Pagi, bangun tidur, Umik merasa sayah, walhasil minta tolong dipijat. Dan disitu pula, ketahuan kalau saya bisa mijat berkat dari jurusan saya (Tasawuf dan Psikoterapi). Dua kali saya dimintai tolong Umik, untuk memijat. Saya sendiri Alhamdulillah, ketika apa yang pernah saya rasakan dan dapatkan bisa dirasakan orang lain.

"Saya suka pijatan kamu, Sa", ungkap Umik.

Percakapan berlanjut, sampai dengan jurusan saya yang ternyata mengajarkan pijat dan berbagai terapi. Yang awalnya Umik minta tolong cah ndalem untuk memanggil tukang pijit, akhirnya dibatalkan. "Udah, sama Mbak Asa aja, pijatannya udah enak," begitu tutur Umik. Namun ketika pagi itu, pijatnya belum beres (selesai), beliau ditelfon anak-anak beliau. Dan memutuskan berhenti, dan saya sama Baiti disuruh balik ke pondok.

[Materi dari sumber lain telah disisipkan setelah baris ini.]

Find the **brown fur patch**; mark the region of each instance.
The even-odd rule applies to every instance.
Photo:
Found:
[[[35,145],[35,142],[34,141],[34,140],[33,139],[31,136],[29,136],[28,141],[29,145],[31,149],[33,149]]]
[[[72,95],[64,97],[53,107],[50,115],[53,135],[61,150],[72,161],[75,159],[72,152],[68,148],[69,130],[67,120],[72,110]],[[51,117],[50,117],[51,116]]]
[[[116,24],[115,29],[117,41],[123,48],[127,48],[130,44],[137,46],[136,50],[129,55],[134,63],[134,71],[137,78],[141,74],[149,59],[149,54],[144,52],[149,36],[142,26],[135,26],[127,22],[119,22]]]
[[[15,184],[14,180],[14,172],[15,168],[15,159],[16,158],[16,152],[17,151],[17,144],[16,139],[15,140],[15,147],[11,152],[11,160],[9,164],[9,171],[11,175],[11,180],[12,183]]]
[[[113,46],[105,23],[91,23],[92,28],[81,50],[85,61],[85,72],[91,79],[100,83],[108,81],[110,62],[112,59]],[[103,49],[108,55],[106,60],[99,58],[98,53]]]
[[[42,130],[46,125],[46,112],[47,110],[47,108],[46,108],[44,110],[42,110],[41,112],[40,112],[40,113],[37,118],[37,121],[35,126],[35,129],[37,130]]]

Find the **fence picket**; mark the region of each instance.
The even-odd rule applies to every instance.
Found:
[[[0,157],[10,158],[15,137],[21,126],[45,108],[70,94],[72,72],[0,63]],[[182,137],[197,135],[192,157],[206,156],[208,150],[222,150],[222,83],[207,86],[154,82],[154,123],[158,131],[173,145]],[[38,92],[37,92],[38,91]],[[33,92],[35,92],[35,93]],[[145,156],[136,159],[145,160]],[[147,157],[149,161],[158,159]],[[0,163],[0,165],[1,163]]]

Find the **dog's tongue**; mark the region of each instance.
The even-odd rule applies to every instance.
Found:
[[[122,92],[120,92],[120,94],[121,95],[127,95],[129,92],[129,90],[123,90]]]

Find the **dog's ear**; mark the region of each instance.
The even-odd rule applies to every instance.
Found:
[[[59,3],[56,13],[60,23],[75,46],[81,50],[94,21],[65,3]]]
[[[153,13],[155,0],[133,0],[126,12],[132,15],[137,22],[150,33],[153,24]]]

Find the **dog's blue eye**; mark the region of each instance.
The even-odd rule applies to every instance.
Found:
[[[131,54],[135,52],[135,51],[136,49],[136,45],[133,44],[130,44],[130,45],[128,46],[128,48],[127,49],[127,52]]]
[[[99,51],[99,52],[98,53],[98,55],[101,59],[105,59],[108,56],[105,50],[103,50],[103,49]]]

Percakapan Umik dan putra-putri beliau sempet terdengar oleh saya. Putra-putri Umik memang jauh-jauh. Saya kurang hafal siapa saja, tapi yang bersama Umik hanya Baba dan Ummah. Selainnya tinggal di luar kota. Percakapan Umik seputar hewan qurban yang akan disembelih di akhir bulan nanti (Idul Adha), dan juga guyon-guyon renyah.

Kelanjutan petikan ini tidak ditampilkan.